Article on how we are thinking about UI with agents doing more of the work based on future of UI RFC

Headline options

  • How to future proof your UI for agents
    • What is the job of UI when agents are doing more of the work?
  • UI is dying but your app can survive. Here's how.
  • Your app might be going headless, but you don't need to.
  • Your app is losing its head. Here's how to get ready.

Outline (optional)

  • A large number of people are using agents via MCP and CLI tools to interact with apps now. An increasing number.
    • Already for some of our products/features, a majority of usage is via agents.
    • This is the same with lots of companies including Salesforce.
  • This means if you are building UIs for people, you might be missing out on a significant portion of your user base. This UI will be increasingly less relevant. You may even miss the wave, you'll be busy writing 2025 software when you should be writing 2030 software.
  • We've already written about building agent-first products, but how does UI evolve? Here's how we're thinking about it.

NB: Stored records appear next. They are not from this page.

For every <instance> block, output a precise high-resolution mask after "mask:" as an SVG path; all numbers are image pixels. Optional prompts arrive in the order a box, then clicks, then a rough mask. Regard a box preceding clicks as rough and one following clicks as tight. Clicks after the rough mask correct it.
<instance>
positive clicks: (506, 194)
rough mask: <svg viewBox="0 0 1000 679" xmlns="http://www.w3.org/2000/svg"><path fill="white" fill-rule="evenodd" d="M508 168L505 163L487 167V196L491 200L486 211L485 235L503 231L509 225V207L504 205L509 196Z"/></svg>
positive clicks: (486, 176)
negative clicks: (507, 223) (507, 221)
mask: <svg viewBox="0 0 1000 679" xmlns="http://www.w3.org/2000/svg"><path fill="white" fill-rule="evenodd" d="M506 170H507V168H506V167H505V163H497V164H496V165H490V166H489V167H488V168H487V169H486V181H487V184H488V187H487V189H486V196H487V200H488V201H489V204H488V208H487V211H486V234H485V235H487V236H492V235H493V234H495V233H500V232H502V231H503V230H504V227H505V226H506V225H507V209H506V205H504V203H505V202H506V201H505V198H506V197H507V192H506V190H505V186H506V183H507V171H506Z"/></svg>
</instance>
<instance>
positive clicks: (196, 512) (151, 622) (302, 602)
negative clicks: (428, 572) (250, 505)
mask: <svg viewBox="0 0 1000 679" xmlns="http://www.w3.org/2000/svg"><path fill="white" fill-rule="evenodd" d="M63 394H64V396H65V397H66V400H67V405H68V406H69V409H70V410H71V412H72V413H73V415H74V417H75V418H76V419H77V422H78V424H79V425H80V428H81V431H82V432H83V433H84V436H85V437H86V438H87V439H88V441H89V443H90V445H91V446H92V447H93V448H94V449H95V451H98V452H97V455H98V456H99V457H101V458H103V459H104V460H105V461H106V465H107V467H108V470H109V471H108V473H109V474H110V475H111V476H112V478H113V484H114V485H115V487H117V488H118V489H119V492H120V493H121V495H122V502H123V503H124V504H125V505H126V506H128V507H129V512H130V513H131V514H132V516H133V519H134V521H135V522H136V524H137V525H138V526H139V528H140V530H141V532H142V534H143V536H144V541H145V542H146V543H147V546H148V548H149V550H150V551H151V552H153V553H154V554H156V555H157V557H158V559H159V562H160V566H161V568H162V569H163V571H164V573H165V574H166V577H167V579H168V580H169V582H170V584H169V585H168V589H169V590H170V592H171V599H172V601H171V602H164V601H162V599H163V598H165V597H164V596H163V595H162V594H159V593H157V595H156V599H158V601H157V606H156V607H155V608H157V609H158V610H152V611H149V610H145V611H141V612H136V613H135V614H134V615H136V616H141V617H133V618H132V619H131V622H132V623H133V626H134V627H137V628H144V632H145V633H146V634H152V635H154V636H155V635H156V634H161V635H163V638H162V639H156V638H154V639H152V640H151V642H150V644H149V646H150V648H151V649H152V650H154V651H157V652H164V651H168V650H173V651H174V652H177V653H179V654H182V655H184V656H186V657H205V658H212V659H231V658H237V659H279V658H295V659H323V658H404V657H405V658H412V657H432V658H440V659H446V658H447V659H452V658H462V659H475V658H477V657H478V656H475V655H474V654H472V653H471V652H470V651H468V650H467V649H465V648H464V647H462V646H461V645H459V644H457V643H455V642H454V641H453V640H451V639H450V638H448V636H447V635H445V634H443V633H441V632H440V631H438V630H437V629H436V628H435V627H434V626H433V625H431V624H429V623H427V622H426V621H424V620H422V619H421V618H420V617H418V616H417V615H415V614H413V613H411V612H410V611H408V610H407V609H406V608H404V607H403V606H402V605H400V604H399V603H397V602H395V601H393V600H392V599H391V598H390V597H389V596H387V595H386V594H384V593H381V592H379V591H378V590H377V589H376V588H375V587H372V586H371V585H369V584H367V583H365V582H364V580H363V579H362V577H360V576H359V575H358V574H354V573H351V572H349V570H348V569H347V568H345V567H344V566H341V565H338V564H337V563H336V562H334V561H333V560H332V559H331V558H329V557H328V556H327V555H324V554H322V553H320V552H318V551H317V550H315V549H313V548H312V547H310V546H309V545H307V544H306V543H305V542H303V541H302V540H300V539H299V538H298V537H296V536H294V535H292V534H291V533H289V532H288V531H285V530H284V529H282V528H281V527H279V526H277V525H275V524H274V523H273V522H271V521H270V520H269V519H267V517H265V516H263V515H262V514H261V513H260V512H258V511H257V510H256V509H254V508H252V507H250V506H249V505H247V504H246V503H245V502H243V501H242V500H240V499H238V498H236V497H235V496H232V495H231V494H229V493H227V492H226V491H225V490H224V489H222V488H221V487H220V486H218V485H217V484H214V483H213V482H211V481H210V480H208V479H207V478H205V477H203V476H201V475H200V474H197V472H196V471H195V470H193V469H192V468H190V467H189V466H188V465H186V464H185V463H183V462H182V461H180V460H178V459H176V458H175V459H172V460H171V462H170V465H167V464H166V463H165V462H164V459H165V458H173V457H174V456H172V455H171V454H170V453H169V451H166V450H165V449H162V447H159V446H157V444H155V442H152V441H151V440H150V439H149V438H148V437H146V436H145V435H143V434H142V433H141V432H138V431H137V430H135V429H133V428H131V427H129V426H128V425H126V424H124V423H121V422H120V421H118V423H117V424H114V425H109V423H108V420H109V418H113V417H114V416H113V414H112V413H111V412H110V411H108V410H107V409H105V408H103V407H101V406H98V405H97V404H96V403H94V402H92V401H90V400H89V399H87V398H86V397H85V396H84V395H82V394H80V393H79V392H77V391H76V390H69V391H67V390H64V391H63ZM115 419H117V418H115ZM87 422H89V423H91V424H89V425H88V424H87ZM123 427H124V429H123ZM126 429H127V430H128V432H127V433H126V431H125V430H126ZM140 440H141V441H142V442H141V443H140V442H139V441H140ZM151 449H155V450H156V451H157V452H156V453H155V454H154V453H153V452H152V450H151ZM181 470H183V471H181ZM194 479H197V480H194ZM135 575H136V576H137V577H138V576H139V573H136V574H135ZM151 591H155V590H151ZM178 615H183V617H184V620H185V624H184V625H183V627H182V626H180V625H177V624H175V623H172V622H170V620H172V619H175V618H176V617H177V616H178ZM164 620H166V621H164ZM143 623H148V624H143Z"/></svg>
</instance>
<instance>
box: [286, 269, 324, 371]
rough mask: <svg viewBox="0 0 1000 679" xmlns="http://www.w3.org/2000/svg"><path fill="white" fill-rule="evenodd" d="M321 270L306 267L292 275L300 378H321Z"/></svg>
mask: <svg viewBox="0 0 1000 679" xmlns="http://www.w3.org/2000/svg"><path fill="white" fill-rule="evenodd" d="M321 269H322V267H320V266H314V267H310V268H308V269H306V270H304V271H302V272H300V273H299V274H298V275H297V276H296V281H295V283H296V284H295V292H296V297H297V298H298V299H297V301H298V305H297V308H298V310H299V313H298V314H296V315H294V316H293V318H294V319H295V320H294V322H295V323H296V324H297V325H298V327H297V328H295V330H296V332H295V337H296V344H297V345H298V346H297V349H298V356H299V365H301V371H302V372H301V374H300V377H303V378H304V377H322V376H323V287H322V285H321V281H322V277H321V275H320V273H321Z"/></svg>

  • We're having a sort of existential crisis about UI. What's it even good for if agents are doing all the work?
    • Is UI dead? Although some are advocating for it, no.
    • Text is the default for all of this as you can see by chatbots, Claude Code, etc. Build a UI when text is not sufficient.

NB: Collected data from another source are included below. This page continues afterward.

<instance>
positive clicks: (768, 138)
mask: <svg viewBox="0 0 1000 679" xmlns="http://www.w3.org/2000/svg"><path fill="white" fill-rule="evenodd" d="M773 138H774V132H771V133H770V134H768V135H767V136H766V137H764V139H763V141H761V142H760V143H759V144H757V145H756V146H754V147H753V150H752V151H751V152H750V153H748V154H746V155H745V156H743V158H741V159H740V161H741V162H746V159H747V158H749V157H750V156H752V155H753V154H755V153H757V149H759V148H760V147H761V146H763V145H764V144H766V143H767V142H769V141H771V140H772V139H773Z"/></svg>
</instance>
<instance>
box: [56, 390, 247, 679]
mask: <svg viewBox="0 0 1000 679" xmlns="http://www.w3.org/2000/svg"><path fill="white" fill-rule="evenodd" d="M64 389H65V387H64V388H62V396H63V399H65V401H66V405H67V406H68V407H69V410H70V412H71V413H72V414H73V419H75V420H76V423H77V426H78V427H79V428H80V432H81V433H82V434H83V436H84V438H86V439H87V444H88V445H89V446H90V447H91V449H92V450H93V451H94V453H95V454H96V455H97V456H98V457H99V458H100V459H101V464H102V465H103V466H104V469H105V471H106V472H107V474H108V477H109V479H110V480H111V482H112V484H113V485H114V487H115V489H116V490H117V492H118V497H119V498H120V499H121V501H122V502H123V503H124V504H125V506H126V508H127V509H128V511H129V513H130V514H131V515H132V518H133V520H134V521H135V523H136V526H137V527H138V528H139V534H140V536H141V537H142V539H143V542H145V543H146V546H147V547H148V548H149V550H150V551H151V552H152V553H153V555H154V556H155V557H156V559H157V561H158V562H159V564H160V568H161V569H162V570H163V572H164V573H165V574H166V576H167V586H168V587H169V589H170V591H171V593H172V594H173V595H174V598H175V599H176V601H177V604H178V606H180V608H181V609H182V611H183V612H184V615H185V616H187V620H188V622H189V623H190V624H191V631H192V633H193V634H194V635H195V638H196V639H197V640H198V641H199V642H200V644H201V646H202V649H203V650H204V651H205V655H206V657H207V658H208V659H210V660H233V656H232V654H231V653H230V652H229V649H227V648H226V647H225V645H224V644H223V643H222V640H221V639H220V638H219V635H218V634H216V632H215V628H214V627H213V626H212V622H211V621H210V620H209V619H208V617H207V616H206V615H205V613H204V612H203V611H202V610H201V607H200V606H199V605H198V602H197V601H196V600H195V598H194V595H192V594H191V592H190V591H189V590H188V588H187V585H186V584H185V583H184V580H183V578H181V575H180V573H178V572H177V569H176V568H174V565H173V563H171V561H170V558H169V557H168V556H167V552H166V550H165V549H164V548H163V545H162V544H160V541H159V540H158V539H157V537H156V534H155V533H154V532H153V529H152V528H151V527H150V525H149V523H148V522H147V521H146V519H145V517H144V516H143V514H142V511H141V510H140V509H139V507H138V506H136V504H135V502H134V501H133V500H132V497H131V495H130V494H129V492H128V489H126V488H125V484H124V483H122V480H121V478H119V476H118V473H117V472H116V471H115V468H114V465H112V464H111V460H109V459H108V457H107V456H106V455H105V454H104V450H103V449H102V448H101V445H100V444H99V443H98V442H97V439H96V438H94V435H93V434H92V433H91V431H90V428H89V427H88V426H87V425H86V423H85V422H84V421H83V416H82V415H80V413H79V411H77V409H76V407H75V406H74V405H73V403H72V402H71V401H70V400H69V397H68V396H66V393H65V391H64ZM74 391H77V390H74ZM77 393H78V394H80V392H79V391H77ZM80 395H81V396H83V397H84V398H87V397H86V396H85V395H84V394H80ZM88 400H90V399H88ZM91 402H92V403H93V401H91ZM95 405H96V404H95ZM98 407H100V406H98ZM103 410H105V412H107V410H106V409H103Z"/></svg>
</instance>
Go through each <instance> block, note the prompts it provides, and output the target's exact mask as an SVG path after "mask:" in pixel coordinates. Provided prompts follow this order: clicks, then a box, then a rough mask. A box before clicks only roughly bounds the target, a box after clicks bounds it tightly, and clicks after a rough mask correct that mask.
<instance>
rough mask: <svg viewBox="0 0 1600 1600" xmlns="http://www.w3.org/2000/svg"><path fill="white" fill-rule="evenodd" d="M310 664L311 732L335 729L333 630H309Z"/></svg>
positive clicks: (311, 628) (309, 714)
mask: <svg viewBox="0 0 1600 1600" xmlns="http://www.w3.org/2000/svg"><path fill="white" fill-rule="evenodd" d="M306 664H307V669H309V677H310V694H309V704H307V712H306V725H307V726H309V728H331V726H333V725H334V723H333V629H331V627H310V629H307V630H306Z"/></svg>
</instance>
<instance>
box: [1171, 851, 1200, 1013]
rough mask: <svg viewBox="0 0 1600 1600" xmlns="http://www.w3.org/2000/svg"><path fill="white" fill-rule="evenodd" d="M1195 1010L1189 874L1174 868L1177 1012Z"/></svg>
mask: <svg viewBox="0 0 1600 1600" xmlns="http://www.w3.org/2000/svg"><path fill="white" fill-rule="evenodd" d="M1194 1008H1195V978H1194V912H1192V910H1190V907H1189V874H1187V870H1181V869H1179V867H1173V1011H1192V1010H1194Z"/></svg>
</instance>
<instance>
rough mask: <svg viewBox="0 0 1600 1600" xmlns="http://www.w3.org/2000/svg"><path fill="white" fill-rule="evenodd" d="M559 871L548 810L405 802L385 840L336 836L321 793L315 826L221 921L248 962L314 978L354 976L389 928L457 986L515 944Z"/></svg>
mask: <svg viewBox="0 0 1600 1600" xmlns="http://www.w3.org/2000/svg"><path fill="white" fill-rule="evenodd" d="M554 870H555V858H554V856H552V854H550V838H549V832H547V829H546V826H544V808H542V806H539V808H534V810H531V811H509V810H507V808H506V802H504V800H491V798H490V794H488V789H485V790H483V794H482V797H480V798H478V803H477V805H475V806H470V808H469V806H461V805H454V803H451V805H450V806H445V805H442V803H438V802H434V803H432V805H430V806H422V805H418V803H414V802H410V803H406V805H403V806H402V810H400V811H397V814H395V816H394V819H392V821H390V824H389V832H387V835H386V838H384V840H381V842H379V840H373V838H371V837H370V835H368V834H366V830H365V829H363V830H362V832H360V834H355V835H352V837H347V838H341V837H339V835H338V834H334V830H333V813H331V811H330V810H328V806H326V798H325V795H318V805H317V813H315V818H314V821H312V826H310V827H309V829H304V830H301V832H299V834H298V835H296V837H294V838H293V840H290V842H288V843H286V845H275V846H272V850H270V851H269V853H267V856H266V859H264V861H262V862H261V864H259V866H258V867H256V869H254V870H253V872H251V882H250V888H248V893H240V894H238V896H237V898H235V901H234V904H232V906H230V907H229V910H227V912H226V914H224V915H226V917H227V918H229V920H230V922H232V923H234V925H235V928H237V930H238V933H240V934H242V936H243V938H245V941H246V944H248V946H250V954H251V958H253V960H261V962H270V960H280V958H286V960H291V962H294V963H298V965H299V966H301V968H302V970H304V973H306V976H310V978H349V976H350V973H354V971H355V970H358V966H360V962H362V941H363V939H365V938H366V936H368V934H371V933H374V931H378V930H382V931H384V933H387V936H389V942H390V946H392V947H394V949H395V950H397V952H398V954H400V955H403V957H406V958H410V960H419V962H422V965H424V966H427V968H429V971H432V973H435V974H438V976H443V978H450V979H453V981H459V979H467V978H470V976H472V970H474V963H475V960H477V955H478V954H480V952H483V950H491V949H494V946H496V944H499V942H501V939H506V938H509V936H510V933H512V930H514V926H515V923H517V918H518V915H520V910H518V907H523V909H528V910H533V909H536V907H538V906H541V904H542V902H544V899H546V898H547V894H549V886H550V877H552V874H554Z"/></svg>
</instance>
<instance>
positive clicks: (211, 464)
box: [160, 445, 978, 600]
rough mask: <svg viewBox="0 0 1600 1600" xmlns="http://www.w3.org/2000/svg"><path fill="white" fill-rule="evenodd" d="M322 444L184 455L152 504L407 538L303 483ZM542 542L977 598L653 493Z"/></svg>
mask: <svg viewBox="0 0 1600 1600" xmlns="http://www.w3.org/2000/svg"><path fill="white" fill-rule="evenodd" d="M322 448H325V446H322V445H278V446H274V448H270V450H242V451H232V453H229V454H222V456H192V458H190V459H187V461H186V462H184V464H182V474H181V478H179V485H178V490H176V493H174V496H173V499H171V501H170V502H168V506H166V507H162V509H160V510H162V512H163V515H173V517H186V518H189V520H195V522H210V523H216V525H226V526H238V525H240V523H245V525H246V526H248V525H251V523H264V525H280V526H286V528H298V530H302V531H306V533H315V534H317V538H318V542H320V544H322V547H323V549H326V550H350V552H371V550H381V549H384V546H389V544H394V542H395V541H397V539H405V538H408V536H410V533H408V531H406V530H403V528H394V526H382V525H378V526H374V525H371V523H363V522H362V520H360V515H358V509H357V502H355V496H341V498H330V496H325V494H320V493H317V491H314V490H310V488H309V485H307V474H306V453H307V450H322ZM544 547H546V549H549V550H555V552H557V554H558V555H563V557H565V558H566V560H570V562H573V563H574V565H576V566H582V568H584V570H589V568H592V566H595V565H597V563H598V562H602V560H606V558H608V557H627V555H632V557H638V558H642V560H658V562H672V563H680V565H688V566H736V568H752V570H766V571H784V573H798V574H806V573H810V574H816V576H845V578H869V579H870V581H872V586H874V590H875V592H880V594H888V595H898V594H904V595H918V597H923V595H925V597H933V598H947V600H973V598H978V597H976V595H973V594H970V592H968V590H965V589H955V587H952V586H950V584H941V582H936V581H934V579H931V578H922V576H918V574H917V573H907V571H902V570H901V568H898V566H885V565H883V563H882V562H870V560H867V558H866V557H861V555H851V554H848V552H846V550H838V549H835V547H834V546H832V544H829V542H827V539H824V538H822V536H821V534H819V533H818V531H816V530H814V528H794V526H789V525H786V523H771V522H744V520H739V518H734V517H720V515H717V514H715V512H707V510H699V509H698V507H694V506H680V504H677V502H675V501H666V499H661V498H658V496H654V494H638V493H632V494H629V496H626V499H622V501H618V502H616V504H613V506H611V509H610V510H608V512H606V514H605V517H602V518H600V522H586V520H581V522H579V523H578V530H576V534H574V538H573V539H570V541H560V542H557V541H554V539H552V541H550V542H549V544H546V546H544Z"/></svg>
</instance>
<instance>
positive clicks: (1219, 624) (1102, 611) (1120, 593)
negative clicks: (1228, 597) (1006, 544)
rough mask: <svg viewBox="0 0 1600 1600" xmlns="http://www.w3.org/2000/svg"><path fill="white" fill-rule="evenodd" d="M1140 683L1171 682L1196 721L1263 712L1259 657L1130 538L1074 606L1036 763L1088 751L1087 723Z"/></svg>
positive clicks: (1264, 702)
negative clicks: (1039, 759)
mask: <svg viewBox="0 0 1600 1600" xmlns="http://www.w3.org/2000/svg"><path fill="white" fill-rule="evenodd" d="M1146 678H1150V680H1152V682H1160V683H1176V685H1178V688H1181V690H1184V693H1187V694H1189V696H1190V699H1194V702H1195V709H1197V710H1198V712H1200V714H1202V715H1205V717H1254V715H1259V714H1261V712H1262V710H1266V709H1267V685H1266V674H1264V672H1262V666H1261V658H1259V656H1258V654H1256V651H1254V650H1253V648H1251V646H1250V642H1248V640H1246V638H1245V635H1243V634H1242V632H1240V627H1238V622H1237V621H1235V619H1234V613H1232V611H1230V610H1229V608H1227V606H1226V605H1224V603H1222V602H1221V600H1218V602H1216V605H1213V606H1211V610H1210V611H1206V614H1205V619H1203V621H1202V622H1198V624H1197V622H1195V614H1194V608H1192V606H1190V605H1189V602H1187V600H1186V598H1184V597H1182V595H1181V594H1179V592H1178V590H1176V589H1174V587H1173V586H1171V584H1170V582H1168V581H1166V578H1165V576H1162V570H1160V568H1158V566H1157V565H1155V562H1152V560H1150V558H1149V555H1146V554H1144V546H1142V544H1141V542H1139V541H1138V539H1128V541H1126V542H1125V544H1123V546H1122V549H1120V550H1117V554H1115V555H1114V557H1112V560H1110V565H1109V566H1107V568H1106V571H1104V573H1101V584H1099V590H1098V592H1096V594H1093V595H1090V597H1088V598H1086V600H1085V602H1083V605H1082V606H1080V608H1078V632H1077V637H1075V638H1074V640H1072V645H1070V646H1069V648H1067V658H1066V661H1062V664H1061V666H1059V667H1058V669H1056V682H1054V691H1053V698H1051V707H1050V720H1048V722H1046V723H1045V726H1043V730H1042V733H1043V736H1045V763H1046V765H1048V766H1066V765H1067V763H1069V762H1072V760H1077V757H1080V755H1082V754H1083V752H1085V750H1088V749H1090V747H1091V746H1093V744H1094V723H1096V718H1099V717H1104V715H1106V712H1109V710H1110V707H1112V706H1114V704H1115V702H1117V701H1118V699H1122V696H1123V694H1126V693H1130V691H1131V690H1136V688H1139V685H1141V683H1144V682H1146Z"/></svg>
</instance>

    • Chat doesn't have affordances, it's not a good interface for learning what's possible (or what's not possible).
    • Text is not going to be the end state.
    • Signals is our solution to this, but other companies will have something else.

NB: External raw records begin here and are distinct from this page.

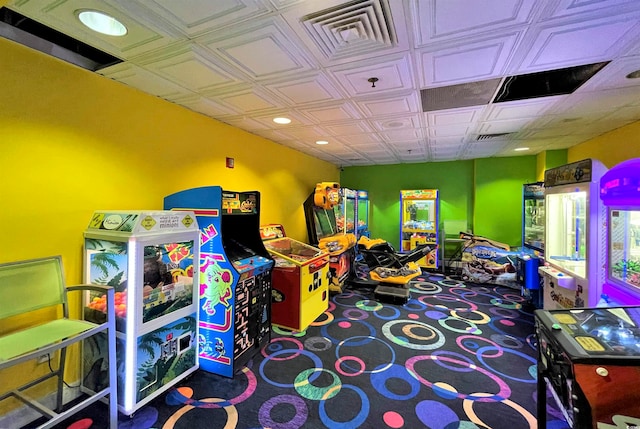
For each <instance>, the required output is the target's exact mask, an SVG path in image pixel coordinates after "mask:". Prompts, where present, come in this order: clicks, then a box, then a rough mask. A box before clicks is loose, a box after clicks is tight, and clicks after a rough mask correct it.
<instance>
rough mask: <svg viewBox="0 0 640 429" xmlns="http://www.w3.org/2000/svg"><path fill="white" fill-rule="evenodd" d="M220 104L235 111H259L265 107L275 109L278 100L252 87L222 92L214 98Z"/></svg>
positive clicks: (278, 102) (242, 113) (275, 107)
mask: <svg viewBox="0 0 640 429" xmlns="http://www.w3.org/2000/svg"><path fill="white" fill-rule="evenodd" d="M216 99H217V100H218V101H219V102H220V103H221V104H223V105H226V106H229V107H230V108H232V109H234V110H235V111H236V112H237V113H239V114H243V113H250V112H260V111H263V110H266V109H273V110H275V109H276V108H277V107H278V106H279V105H280V102H279V101H278V100H274V99H273V97H271V96H270V95H269V94H267V93H265V92H264V91H261V90H260V89H259V88H257V87H254V88H251V89H248V90H244V91H237V92H233V93H228V94H223V95H220V96H219V97H217V98H216Z"/></svg>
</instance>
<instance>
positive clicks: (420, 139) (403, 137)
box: [378, 128, 426, 143]
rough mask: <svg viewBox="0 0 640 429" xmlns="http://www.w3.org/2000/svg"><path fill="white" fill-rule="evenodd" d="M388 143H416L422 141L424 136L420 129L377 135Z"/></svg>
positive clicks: (414, 129) (389, 131) (396, 130)
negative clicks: (406, 141) (402, 141)
mask: <svg viewBox="0 0 640 429" xmlns="http://www.w3.org/2000/svg"><path fill="white" fill-rule="evenodd" d="M378 134H379V135H380V136H381V137H382V138H384V139H385V140H387V141H388V142H391V143H395V142H398V141H417V140H423V139H424V138H425V137H426V136H425V135H424V132H423V131H422V129H420V128H408V129H398V130H385V131H381V132H379V133H378Z"/></svg>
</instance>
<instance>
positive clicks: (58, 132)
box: [0, 39, 339, 283]
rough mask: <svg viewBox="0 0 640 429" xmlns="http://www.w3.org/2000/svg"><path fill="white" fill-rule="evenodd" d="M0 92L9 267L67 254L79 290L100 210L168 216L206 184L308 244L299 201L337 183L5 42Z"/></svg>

  • Right now, UIs are built primarily for doing, but agents will be doing more of that doing, so what are UIs going to be good for? "The four new jobs of UI"
    1. Understanding and trusting what agents are doing. A healthcheck. Code review. Monitoring, analytics. Prius dashboard.
    2. Give humans a way to store and share content. Don't regenerate a UI every time. Artifacts, dashboards, creations. Karpathy's custom GUI.
    3. Give context or ask for things from agents. Ephermeral. A conversation that does. A live channel where agents get back to work. Karpathy's autonomy sliders. Era of clicking buttons is over - Sierra guy.
    4. Focus humans where their input is actually needed. Ikea effect at the very least. Support tickets that need a response, inbox items that need decision, agents that need direction. Langchain agent inbox.
  • 3 + 4 are the new doing for people.
  • AI isn't killing UI, it's changing it. UI will let humans trust, steer, store, and direct the work agents are doing.
    • We're working towards self-driving software, but we're not there yet.
    • Ask yourself if it a screen does this.